Review Guidance for Master Services Agreement (Customer)¶
This document is intended to provide a practical, non-binding checklist for reviewing and negotiating a customer-provided Master Services Agreement (MSA).
It is not part of any agreement. It does not modify any agreement, create obligations, or grant rights. It is operational guidance only.
1. How to use this guidance¶
- Goal. Triage customer paper quickly, identify negotiation hotspots, and protect Alescent's minimum viable contracting posture.
- Method. Review clause families in the order below and classify each as: Critical, Essential, Important, or Preferred.
- Escalation. If a Critical item cannot be resolved within acceptable range, escalate before signature.
2. Priority tiers¶
- Critical. Must be addressed to avoid disproportionate legal/financial exposure.
- Essential. Strongly preferred; exceptions require explicit acceptance and mitigation.
- Important. Material, but flexible within bounds.
- Preferred.

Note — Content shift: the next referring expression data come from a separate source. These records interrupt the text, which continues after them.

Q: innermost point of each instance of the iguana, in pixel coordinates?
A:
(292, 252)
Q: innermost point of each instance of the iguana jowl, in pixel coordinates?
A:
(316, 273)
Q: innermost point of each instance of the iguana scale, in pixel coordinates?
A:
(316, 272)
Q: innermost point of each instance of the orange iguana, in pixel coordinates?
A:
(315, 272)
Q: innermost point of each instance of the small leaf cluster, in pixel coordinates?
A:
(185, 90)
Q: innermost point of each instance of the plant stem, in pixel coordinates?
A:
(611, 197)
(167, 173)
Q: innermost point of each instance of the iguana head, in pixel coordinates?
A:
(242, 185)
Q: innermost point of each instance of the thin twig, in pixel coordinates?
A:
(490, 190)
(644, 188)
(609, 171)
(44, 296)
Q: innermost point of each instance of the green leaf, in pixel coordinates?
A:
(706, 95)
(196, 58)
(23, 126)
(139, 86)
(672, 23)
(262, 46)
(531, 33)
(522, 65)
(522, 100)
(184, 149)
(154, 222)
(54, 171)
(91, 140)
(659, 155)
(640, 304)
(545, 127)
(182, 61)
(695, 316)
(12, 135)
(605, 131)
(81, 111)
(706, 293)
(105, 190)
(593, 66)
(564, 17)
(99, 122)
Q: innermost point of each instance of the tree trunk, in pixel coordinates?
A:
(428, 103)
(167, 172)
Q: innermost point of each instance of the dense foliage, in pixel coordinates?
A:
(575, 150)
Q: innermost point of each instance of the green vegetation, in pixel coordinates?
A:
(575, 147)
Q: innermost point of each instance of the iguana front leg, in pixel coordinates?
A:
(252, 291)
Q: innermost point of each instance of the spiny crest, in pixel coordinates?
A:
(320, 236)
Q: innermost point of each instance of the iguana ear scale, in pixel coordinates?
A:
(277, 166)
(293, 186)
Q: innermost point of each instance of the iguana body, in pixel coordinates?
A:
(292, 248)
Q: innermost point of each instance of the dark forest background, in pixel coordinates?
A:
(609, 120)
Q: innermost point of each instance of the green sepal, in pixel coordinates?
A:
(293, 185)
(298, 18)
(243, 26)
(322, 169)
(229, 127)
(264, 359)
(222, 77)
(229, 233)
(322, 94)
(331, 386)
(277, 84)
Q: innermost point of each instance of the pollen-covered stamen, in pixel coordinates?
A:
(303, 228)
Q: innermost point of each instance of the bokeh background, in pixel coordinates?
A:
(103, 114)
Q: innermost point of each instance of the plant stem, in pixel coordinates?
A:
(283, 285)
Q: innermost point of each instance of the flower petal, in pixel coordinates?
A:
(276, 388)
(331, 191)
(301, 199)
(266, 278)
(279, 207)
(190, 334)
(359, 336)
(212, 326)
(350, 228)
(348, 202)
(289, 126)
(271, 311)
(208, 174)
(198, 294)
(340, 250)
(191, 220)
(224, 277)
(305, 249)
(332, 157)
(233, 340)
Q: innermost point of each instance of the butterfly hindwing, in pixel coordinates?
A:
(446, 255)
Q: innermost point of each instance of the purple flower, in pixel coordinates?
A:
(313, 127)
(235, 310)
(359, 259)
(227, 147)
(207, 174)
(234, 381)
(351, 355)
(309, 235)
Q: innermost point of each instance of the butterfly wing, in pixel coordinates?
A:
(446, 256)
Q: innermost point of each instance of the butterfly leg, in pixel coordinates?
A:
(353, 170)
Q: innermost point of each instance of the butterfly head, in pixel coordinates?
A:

Nice-to-have; negotiate opportunistically.
3. Checklist by clause family¶
3.1 Definitions, structure, and order of precedence (Essential)¶
- Ensure SOW precedence is clear.
- Ensure a later SOW can override the MSA only as explicitly stated.
- Confirm no hidden incorporation by reference to documents you have not reviewed.
3.2 Confidentiality and non-disclosure (Critical)¶
- Confirm confidentiality scope is reasonable and workable.
- Confirm confidentiality term is not perpetual for ordinary confidential information.
- Confirm trade secrets receive appropriate protection.
- Confirm compelled disclosure clause exists.
- Confirm confidentiality obligations can flow down to subcontractors reasonably.
3.3 Data protection, security, audit, and privacy (Critical)¶
- Confirm obligations match what Alescent can actually perform.
- Avoid unlimited audit rights, on-site audits, or excessive frequency.
- Confirm security obligations are bounded to what is in scope.
- Confirm breach notification timelines are realistic.
3.4 Intellectual property, work product, and background IP (Critical)¶
- Protect Alescent Background IP (methods, frameworks, patterns, tools, templates).
- Avoid language that assigns all work product, tools, or know-how to the customer.
- Ensure licenses are limited to the customer's internal use (unless otherwise intended).
3.5 Acceptance and change control (Essential)¶
- Ensure acceptance is time-bounded.
- Ensure rejection requires a single, comprehensive deficiency list.
- Ensure change control exists for scope changes.
3.6 Fees, invoicing, taxes, and payment terms (Critical)¶
- Avoid pay-when-paid / contingent payment unless explicitly intended.
- Avoid broad unilateral setoff rights.
- Ensure invoicing cadence and payment terms are workable.
3.7 Termination and effect of termination (Critical)¶
- Prefer no-fault termination with notice.
- Ensure payment for work performed and committed costs.
- Ensure survival clauses are sensible (confidentiality, IP, liability, etc.).
3.8 Warranties and disclaimers (Important)¶
- Avoid broad warranties inconsistent with advisory services.
- Ensure disclaimers are not prohibited outright.
3.9 Indemnities (Critical)¶
- Avoid broad indemnities unrelated to IP infringement or willful misconduct.
- Avoid indemnifying the customer for the customer's own negligence.
3.10 Limitation of liability (Critical)¶
- Ensure there is a cap.
- Avoid carve-outs that swallow the cap.
- Prefer consequential damages exclusion.
3.11 Subcontractors and personnel (Essential)¶
- Preserve the right to use subcontractors.
- Ensure flow-down obligations are manageable.
3.12 Publicity and branding (Preferred)¶
- Mutual consent for naming/logo use.
3.13 Dispute resolution and venue (Important)¶
- Ensure dispute mechanism is workable.
- Avoid one-sided remedies.
3.14 Miscellaneous (Important/Preferred)¶
- Assignment, force majeure, notices, counterparts.
4. Output artifact¶
When review is complete, produce:
- A short summary of redline hotspots and risk tiering.
- A list of Critical items accepted, rejected, or pending.
- Any mitigations (insurance, caps, scope limitations) tied to exceptions.